## Inputs

- Want one, canonical ID for every unique company.
- Fields
 - Account name
 - Contact name
 - Premises address
 - Billing address
- Companies are duplicated, with different premises and/or billing addresses.
- What about companies with same account name, in different places?
- What about edge cases - almost same company names, different places - same or different company?

## Tools

- Just 1 week work, basic pre-processing to help interns.
- Want to do clustering (are these different rows actually the same company?)

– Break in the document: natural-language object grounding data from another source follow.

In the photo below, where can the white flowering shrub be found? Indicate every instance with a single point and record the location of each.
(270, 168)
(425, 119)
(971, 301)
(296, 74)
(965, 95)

1. Input rows -> `nltk.PunktTokeniser`. -> Cleaned, parsed, tokensized strings.
 - Sometimes need to preserve non-alphanumeric characters (e.g. "203-205 Upper Street").
2. -> `sklearn.TfidVectorizer` -> TF-IDF 2D matrix
3. -> `sklearn.TruncatedSVD` -> SVD N-D matrix

Now, we can:

1. Suggest similar accounts t- be grouped into manageable chunks for people to look at.
 - `sklearn.MiniBatchKmeans` (ridiculously fast, coupled with grid search for hyperparameters)
 - `sklearn.AffinityPropagation`
2. Human validation + verification
3. Incorporate and propagate *valid* groupings
 - `sklearn.RadiusNeighborsClassifier`
 - Supervised, passing through human knowledge
 
## Results

- 93% accuracy, compared to human experts who validated the results
- `nltk` and `scikit-learn` allowed rapid development and testing
- Human input is important - no ML problem is an island.